Multi-XScience is a large-scale dataset for multi-document summarization of scientific articles. It has 30,369, 5,066 and 5,093 samples for the train, validation and test split respectively. The average document length is 778.08 words and the average summary length is 116.44 words.
WikiAtomicEdits is a corpus of 43 million atomic edits across 8 languages. These edits are mined from Wikipedia edit history and consist of instances in which a human editor has inserted a single contiguous phrase into, or deleted a single contiguous phrase from, an existing sentence.
A corpus that encompasses the complete history of conversations between contributors to Wikipedia, one of the largest online collaborative communities. By recording the intermediate states of conversations---including not only comments and replies, but also their modifications, deletions and restorations---this data offers an unprecedented view of online conversation.
Retrieval Question-Answering (ReQA) benchmark tests a model’s ability to retrieve relevant answers efficiently from a large set of documents.

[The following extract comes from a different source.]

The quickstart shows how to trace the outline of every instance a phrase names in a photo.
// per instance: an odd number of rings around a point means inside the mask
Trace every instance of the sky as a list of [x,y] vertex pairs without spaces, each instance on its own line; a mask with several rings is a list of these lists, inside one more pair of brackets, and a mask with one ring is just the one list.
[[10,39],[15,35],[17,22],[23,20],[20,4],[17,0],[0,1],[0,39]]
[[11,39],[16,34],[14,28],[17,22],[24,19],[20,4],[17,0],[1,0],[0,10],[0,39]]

Bigram Relatedness Dataset (BiRD) is a large, fine-grained, bigram relatedness dataset, using a comparative annotation technique called Best Worst Scaling. Each of BiRD's 3,345 English term pairs involves at least one bigram. BiRD is made freely available to foster further research on how meaning can be represented and how meaning can be composed.

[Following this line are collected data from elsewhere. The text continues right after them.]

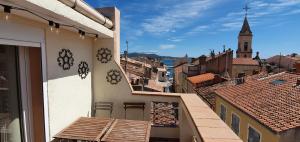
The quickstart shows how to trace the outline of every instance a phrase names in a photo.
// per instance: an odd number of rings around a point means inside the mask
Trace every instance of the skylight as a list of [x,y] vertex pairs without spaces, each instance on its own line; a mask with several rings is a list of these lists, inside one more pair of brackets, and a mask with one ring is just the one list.
[[270,82],[271,84],[273,85],[280,85],[280,84],[283,84],[285,83],[286,80],[282,80],[282,79],[276,79],[276,80],[273,80],[272,82]]

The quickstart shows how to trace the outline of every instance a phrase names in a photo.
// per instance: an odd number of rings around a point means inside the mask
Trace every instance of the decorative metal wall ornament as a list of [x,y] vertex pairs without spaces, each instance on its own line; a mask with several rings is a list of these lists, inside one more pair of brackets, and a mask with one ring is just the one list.
[[78,75],[81,77],[81,79],[85,79],[87,75],[89,74],[89,65],[85,61],[81,61],[78,65]]
[[177,127],[178,103],[177,102],[151,102],[152,124],[156,127]]
[[57,62],[63,70],[69,70],[74,63],[73,53],[69,49],[62,49],[58,53]]
[[118,84],[122,80],[121,72],[118,70],[110,70],[107,72],[106,80],[112,85]]
[[100,48],[96,56],[98,61],[100,61],[101,63],[107,63],[111,61],[112,58],[111,50],[109,50],[108,48]]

Rainbow is multi-task benchmark for common-sense reasoning that uses different existing QA datasets: aNLI, Cosmos QA, HellaSWAG. Physical IQa, Social IQa, WinoGrande.
Action-Based Conversations Dataset (ABCD) is a goal-oriented dialogue fully-labeled dataset with over 10K human-to-human dialogues containing 55 distinct user intents requiring unique sequences of actions constrained by policies to achieve task success. The dataset is proposed to study customer service dialogue systems in more realistic settings.

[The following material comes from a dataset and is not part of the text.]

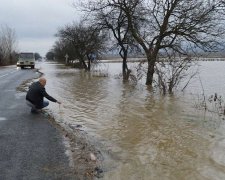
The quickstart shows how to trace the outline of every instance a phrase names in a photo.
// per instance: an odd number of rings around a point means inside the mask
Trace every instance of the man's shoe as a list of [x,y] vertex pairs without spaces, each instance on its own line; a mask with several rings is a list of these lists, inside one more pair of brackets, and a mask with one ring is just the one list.
[[39,114],[39,112],[37,110],[31,109],[30,111],[32,114]]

XFORMAL is a multilingual formal style transfer benchmark of multiple formal reformulations of informal text in Brazilian Portuguese, French, and Italian.
e-ViL is a benchmark for explainable vision-language tasks. e-ViL spans across three datasets of human-written NLEs (natural language explanations), and provides a unified evaluation framework that is designed to be re-usable for future works.
OpenMEVA is a benchmark for evaluating open-ended story generation metrics. OpenMEVA provides a comprehensive test suite to assess the capabilities of metrics, including (a) the correlation with human judgments, (b) the generalization to different model outputs and datasets, (c) the ability to judge story coherence, and (d) the robustness to perturbations. To this end, OpenMEVA includes both manually annotated stories and auto-constructed test examples.
Chinese Medical Named Entity Recognition, a dataset first released in CHIP20204, is used for CMeEE task. Given a pre-defined schema, the task is to identify and extract entities from the given sentence and classify them into nine categories: disease, clinical manifestations, drugs, medical equipment, medical procedures, body, medical examinations, microorganisms, and department.
PointQA is a set of datasets for Visual Question Datasets (VQA) that require a pointer to an object in the image to be answered correctly. The different datasets are: PointQA-Local, PointQA-LookTwice and PointQA-General.
ReaSCAN is a synthetic navigation task that requires models to reason about surroundings over syntactically difficult languages.